Rammenterei in particolare tre circostanze. La prima: erano i tempi del liceo, avevo da poco compiuto diciassette anni. Leggevo Bukowsky da circa due anni e assimilavo la sua lezione con l’avidità di un discepolo. Lo sentivo anzi così prossimo, così fraterno o addirittura paterno, che un giorno impugnai carta e penna e gli scrissi una lettera. Non ricordo esattamente il contenuto, ma non dimentico che l’indirizzai alla Feltrinelli, la scrissi in italiano e la colmai di parolacce affettuose e del gergo scurrile delle sue opere. Esordiva così: «Senti, Chinasky» (era uno dei suoi soprannomi che egli assegnava a se stesso) «non so che diavolo te ne fai di una lettera come questa, ma comunque te la voglio scrivere». Naturalmente nessuno mi rispose né dalla Feltrinelli né tanto meno dagli Stati Uniti. Ma avevo a quel modo siglato, con quel «tu» intimo e a suo modo impertinente, una vicinanza che mi sembrava doveroso testimoniare.
Poco dopo quella missiva, purtroppo di sola andata, insieme all’amica di liceo L. mi trovai un pomeriggio a seguire una conferenza del PEN al Palazzo dei Congressi di Lugano. Ne era allora Presidente il compianto Grytzko Mascioni, che negli anni sarebbe diventato un amico ma allora ci pareva, in confronto a Bukowsky, l’incarnazione del Parnaso, del pensoso accademismo dei letterati da salotto. Così ascoltavamo gli interventi accucciati dietro una balaustra, sulla balconata più discosta dal palco, sfogliando in una sorta di silenziosa protesta le pagine di Panino al prosciutto di Bukowsky, bevendo di nascosto da una borraccetta di whisky e baciandoci alla faccia dei conferenzieri. Anche in questo caso, ovviamente, la nostra attestazione di vicinanza all’autore di Post-Office rimase un atto inconseguente, ma mentre ci avviavamo barcollanti verso l’uscita avevamo comunque la sensazione di aver espresso una tacita protesta contro la letteratura protocollare.
Terzo e ultimo episodio. Ultimo anno del liceo, primi segni di inquietudine esistenziale e di nichilismo, prime avvisaglie di depressione. Mi portai da solo, durante una calda estate, a Santa Margherita Ligure per godere di qualche giorno di evasione dalle ore di ripasso prima del rientro a scuola. Con me quattro libri di Bukowsky e una stecca di sigarette. Cercai una pensione economica, mi installai in una camera al primo piano e trascorsi le mattine a leggere sdraiato sul letto, con tre o quattro bottiglie di birra sul comodino. Intorno alle 10 di mattina ero già sbronzo, quanto bastava per portarmi sul corridoio e insidiare la ragazza ai piani. Molto «bukowskiano», ma anche questa volta ineffettuale. Lei mi respinse infatti ogni volta, per un’intera settimana, finché rientravo scornato in camera e mi addormentavo ubriaco sul letto.

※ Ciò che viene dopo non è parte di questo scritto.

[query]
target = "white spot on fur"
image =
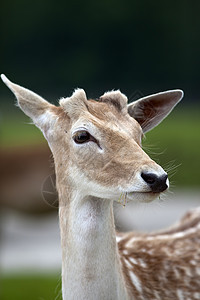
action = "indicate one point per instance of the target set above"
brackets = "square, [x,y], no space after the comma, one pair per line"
[135,281]
[180,294]
[128,263]
[133,260]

La traduzione della lettura di Bukowsky in atti – simbolici e inutili quanto si voglia, ma fisici oltre che mentali – è probabilmente il segno che quell’autore ha colpito un nervo molto intimo, molto scoperto, molto sensibile della mia persona. Non diversamente da quanto avvenuto in anni successivi con Miller o Vargas Llosa o Saramago, che hanno rappresentato autentiche chiavi di volta. Eventi rarissimi, in una vita di letture, ma che raccontano di come la letteratura – o almeno una certa letteratura – sappia agire talvolta al punto da condizionare la stessa esistenza.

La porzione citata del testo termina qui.